Rights of Data Subjects

  • Not to receive request. A person can request not to receive direct marketing communications from an organisation that uses or discloses personal information about the individual for the purpose of direct marketing. Likewise, the person can request an organisation that uses or disclose personal information for the purpose of facilitating direct marketing by other organisations, not to use or disclose the information for that purpose. In any case, the person may request the organisation to provide its source of the information.

The person has the right not to be charged for the making of, or to give effect to, the aforementioned requests. The organisation must give effect to the request within a reasonable period after the request is made.  If the request is about the source of the information the organisation must, within a reasonable period after the request is made, notify the data subject of its source unless it is impracticable or unreasonable to do so.

  • Access to information. An entity that holds personal information about an individual must give the individual access to the information at his/her request.

The organisation must respond to the request for access to the personal information within a reasonable period after the request is made, and give access to the information in the manner requested by the individual, if it is reasonable and practicable to do so.

Refusal:

  • If the organisation refuses to give access to the personal information on the grounds of the legal exception to access, the organisation must take such steps as are reasonable in the circumstances to give access in a way that meets the needs of the entity and the individual. The entity must give the individual a written notice that sets out: the reasons for the refusal (unless it is unreasonable to do so); the mechanisms available to complain about the refusal; and any other matter prescribed by the regulations.
  • If the organisation refuses to give access in the manner requested by the individual, the entity must give the individual a written notice as mentioned above.
  • If the organisation refuses on the grounds that giving access would reveal evaluative information generated within the entity in connection with a commercially sensitive decision‑making process, the reasons for the refusal may include an explanation for the commercially sensitive decision.

 

If the organisation charges the individual for giving access to the personal information, the charge must not be excessive and must not apply to the making of the request.

  • Correction of personal information. An organisation must correct the information when it considers it is inaccurate, out-of-date, incomplete, irrelevant or misleading; or at the request of the individual.

 

The organisation must also, at the request of the individual, notify of the correction (unless is impracticable or unlawful to do so) to another organisation to which the information has been previously disclosed.
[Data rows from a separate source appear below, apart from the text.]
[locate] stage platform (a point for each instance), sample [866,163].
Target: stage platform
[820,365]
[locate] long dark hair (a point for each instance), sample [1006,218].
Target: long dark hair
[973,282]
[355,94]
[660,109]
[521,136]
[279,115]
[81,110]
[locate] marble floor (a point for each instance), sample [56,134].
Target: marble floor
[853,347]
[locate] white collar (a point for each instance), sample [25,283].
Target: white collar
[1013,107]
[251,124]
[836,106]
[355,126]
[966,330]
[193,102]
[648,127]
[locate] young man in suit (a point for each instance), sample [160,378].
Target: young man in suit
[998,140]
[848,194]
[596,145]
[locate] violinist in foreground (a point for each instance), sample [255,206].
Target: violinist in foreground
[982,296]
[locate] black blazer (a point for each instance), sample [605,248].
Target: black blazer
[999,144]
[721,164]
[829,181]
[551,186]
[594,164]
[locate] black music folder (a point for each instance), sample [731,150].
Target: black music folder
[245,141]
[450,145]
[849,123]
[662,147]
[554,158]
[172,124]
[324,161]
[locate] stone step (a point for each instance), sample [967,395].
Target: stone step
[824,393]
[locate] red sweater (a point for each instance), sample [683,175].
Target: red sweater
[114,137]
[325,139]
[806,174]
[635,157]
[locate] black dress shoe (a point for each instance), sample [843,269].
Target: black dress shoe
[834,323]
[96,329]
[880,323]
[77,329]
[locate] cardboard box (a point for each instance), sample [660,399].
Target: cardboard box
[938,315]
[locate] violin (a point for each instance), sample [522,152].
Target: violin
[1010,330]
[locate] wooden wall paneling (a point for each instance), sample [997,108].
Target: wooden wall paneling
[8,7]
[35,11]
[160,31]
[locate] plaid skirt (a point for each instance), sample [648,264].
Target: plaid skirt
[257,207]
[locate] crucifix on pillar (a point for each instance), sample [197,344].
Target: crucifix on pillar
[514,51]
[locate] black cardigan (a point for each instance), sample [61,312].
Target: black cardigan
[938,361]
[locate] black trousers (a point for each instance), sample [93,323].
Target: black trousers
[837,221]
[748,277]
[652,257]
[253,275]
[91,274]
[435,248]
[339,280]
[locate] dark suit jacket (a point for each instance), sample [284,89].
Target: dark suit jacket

If the organisation refuses to correct the personal information as requested by the individual, the first must give to the latter a written notice that sets out the reasons for the refusal (unless it would be unreasonable to do so), the mechanisms available to complain about the refusal, and any other matter prescribed by the regulations; and, if requested by the individual, to associate with the information a statement that the information is inaccurate, out-of-date, incomplete, irrelevant or misleading.

The organisation must respond to the request of correction or the request to associate a statement within a reasonable period after the request is made, and must not charge the individual for the making of the request, for correcting the personal information or for associating the statement with the personal information.

  • Anonymity/pseudonymity. Individuals have the right not to identify themselves or to use pseudonyms unless this prevents an organisation to deal with them in that way.